I will give you first background. Why did we decide when we pulled ourselves together across multiple sites, it's a global, North America, and European collaboration. Why did we think that the gene first approach is going to be worth the effort of investing in data collection? So Project 2 is data collection, which is a deep breath, a lot of work, and then at the end being able to integrate data.

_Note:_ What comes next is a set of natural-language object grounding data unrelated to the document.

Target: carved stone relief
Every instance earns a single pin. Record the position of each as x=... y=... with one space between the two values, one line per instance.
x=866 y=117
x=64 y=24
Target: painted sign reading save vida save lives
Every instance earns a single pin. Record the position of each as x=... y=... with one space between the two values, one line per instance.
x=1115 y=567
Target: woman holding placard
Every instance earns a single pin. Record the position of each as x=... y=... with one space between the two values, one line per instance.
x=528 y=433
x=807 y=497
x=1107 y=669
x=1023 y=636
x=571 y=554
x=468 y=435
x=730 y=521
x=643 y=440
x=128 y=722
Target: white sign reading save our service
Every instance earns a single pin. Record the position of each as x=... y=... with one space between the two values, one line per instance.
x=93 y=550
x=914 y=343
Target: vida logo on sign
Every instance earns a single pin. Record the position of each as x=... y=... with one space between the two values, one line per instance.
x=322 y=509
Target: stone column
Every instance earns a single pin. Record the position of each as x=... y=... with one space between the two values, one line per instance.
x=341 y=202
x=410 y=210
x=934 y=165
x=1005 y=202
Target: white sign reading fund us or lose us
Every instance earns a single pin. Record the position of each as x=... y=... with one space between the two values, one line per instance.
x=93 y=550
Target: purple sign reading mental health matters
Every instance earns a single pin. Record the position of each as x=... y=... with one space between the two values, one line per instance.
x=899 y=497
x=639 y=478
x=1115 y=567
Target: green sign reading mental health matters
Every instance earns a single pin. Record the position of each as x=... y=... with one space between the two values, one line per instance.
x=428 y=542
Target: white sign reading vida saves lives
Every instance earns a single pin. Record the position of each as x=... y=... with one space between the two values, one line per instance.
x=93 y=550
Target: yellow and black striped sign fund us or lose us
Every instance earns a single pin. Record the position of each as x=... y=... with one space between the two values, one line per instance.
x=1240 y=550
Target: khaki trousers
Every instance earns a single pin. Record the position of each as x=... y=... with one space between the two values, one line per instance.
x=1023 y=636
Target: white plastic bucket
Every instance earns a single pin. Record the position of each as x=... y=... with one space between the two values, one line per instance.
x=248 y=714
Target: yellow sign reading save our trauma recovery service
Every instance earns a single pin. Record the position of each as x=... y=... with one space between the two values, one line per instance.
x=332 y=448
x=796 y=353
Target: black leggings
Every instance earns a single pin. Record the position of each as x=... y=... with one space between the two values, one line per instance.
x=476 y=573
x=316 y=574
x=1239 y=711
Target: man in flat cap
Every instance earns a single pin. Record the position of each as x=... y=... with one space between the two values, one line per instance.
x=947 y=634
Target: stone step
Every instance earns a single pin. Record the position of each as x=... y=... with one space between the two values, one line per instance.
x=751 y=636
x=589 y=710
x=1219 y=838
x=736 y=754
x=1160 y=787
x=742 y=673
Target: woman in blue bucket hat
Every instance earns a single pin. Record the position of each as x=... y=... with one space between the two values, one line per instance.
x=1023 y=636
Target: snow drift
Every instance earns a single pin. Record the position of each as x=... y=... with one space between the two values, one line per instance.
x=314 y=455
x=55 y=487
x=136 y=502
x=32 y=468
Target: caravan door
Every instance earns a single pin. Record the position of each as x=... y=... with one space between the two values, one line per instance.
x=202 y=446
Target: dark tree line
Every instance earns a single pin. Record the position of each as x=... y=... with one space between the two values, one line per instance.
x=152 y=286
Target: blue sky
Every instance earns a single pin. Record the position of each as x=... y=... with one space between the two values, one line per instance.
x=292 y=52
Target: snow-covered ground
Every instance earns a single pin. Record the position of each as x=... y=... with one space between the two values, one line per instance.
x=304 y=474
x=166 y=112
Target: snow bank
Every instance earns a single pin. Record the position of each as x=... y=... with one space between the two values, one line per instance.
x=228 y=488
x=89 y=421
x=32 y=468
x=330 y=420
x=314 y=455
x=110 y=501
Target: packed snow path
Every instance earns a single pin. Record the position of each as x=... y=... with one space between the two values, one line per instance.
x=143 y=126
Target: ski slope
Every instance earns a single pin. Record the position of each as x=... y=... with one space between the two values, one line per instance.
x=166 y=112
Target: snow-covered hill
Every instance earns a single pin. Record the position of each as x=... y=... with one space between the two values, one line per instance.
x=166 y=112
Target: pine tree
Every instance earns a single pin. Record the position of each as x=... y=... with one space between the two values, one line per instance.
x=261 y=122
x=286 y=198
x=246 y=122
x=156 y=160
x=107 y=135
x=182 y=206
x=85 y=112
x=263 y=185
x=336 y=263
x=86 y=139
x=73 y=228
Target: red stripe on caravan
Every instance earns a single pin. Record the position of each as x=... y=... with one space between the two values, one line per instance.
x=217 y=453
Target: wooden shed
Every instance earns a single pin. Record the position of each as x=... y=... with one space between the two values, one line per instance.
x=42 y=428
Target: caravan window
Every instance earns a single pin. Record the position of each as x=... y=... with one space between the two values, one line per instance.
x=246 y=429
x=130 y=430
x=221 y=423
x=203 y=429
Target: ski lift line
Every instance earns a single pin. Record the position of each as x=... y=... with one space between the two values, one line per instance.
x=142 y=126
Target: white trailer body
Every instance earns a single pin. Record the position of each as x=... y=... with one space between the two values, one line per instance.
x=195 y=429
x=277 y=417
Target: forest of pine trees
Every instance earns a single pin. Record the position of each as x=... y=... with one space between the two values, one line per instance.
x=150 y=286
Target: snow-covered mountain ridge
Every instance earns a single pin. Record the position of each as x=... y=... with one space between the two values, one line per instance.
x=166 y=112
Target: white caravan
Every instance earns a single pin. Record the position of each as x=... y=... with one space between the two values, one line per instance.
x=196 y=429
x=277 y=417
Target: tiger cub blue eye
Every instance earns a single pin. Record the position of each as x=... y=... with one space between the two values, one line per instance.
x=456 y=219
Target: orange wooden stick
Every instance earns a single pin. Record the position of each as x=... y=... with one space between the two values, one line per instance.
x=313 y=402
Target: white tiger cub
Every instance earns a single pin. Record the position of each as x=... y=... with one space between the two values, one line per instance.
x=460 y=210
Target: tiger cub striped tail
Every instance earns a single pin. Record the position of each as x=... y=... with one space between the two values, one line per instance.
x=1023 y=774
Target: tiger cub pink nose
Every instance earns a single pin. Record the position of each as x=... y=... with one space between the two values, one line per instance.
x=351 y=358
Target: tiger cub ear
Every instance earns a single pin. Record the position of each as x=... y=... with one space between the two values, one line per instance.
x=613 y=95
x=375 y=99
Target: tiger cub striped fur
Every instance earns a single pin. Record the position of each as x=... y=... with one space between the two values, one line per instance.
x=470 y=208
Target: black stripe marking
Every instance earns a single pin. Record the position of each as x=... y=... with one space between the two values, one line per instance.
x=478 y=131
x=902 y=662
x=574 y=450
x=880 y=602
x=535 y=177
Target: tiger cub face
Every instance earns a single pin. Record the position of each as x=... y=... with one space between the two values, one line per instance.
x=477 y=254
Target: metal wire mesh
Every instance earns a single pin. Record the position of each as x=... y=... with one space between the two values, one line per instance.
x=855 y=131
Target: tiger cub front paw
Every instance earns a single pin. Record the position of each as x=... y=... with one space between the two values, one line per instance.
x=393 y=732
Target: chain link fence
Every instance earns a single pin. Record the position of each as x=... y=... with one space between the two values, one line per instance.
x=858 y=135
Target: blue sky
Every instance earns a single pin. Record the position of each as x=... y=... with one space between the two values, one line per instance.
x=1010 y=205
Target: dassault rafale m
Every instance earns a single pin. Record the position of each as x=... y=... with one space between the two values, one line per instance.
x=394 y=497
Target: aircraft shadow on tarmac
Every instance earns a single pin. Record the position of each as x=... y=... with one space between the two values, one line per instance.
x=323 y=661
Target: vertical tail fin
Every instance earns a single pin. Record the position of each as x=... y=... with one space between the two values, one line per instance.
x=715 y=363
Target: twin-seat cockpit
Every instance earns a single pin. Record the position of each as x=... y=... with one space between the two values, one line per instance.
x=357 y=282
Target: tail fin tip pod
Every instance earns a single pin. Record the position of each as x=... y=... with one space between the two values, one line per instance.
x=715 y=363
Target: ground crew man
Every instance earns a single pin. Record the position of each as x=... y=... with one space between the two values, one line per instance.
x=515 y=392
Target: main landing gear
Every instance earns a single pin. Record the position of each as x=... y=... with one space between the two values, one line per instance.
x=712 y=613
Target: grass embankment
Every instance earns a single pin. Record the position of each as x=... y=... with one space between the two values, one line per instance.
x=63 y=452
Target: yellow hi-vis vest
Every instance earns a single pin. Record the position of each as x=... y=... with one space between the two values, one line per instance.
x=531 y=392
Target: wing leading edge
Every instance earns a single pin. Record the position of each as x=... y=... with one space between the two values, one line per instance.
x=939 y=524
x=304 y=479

So as we all know, the rare copy number variants are highly penetrant genetic risk factors. So I immediately positioned to specific loci that we know are associated with very prominent neuropsychiatric features, which is a domain of interest for NIMH. So what we see across loci is developmental delay, cognitive impairment or decline, intellectual disability, attention deficit hyperactivity disorder, anxiety is prominent, autism spectrum disorders, features of them, and psychosis spectrum disorders.
So it gives us an opportunity from the get-go to assess, follow, and in our case prospectively multiple pertinent neuropsychiatric disorders. We can focus on the lifespan perspective here, because we can evaluate kids from early development and establish development trajectories with sufficient power to parse the heterogeneity. Heterogeneity is a marked feature of rare CNVs.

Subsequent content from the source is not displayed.